Précisons d'emblée qu'il s'agit ici de chiffres généraux, qui englobent non seulement les prescriptions des cardiologues mais aussi celles des généralistes et des autres spécialistes. Ils émanent de Pharmanet, le système d'enregistrement officiel des médicaments sur prescription délivrés par les officines publiques.

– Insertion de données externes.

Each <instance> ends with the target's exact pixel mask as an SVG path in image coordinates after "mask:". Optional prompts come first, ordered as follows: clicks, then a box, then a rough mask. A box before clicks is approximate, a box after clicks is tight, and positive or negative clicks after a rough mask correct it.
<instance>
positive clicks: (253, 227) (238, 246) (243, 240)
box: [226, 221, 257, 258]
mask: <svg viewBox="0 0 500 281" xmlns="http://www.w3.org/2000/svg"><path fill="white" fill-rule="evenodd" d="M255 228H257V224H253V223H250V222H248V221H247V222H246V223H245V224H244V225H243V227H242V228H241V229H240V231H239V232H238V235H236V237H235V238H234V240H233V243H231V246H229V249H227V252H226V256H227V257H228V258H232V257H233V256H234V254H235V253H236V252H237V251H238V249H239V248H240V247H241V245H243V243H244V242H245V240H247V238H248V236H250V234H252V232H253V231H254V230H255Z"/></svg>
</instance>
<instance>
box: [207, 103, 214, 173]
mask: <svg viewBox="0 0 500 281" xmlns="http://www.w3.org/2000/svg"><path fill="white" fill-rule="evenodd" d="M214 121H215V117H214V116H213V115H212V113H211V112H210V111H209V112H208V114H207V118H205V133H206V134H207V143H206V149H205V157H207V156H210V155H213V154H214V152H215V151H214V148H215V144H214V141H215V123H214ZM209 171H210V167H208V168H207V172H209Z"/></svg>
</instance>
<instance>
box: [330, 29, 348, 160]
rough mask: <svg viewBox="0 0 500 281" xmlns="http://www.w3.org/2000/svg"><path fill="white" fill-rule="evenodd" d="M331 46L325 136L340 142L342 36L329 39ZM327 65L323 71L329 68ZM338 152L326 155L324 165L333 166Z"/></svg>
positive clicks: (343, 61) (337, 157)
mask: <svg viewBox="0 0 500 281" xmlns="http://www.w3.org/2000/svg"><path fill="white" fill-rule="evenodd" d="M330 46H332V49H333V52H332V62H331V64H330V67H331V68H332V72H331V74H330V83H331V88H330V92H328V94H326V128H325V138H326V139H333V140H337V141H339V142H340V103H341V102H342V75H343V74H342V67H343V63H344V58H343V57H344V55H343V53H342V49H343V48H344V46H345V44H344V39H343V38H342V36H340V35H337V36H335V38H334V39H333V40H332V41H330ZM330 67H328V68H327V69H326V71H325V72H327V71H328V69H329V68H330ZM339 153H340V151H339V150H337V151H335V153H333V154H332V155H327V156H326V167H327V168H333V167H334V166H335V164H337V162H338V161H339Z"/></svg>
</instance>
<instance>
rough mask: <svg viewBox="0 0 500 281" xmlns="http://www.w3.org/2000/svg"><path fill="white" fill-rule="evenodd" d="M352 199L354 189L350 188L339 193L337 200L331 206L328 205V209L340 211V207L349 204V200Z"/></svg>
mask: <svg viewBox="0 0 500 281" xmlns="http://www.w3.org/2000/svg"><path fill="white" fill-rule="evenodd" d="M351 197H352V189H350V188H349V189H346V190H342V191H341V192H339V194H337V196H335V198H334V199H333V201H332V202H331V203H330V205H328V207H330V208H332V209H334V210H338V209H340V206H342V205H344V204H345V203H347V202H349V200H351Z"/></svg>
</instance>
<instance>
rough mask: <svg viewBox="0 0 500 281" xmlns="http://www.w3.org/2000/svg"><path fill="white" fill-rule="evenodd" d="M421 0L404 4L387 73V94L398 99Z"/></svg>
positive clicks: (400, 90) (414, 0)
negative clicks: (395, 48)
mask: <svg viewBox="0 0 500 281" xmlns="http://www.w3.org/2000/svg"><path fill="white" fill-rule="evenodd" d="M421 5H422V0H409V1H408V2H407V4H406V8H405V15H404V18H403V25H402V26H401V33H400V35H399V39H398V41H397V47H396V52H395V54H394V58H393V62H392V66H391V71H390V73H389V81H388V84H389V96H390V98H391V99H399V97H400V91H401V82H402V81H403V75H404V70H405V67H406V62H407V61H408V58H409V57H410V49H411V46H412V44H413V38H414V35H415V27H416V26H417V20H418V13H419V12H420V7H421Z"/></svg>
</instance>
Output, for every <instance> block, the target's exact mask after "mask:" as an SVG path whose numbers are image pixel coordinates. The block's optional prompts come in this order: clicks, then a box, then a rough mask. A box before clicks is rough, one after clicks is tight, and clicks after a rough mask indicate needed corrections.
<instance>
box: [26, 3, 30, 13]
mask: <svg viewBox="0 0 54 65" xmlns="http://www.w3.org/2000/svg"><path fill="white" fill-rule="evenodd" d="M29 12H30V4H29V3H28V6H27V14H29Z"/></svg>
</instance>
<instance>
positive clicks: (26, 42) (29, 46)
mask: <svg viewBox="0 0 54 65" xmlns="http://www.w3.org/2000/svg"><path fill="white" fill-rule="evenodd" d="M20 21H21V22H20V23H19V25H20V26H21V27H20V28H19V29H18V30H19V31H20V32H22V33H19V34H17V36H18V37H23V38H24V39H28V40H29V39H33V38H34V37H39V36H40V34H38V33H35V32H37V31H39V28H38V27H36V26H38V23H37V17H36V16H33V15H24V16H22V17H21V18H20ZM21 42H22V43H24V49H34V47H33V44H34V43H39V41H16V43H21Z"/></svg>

Les personnes âgées surtout
L'analyse de l'Inami sur l'usage des antihypertenseurs n'a guère livré de constats révolutionnaires. Affirmer, comme le fait l'administration, que ces médicaments sont aujourd'hui bien entrés dans les moeurs revient à enfoncer une porte ouverte : d'après les données Pharmanet pour l'année 2009, le corps médical les prescrit à un homme sur cinq et une femme sur quatre. L'âge est évidemment ici un paramètre déterminant, mais on observe également que les femmes consomment davantage d'antihypertenseurs que les hommes, et ce dans tous les groupes d'âge. Parmi les 21-40 ans, 5,8 % des femmes et 3,9 % des hommes utilisent au moins un produit de ce type. Entre 61 et 80 ans, ces chiffres sont - sans surprise - nettement plus élevés : 61,4 % des femmes et 57,6 % des hommes de ce groupe prennent au moins un médicament pour réguler leur tension.
Evolution
Toujours d'après les données Pharmanet, en 1997, le corps médical prescrivait principalement des bêtabloquants (qui représentaient à l'époque 30,5 % des prescriptions d'antihypertenseurs), des antagonistes du calcium (21,7 %), des IEC (14,1 %) et des diurétiques (12,6 %). Ces proportions n'ont pratiquement pas changé au cours de la décennie qui a suivi : en 2009, les bêtabloquants totalisaient encore 28,9 % des prescriptions, toujours suivis par les antagonistes du calcium (15,2 %), les IEC (14,6 %) et les diurétiques (10,5 %) - du moins en ce qui concerne les monothérapies.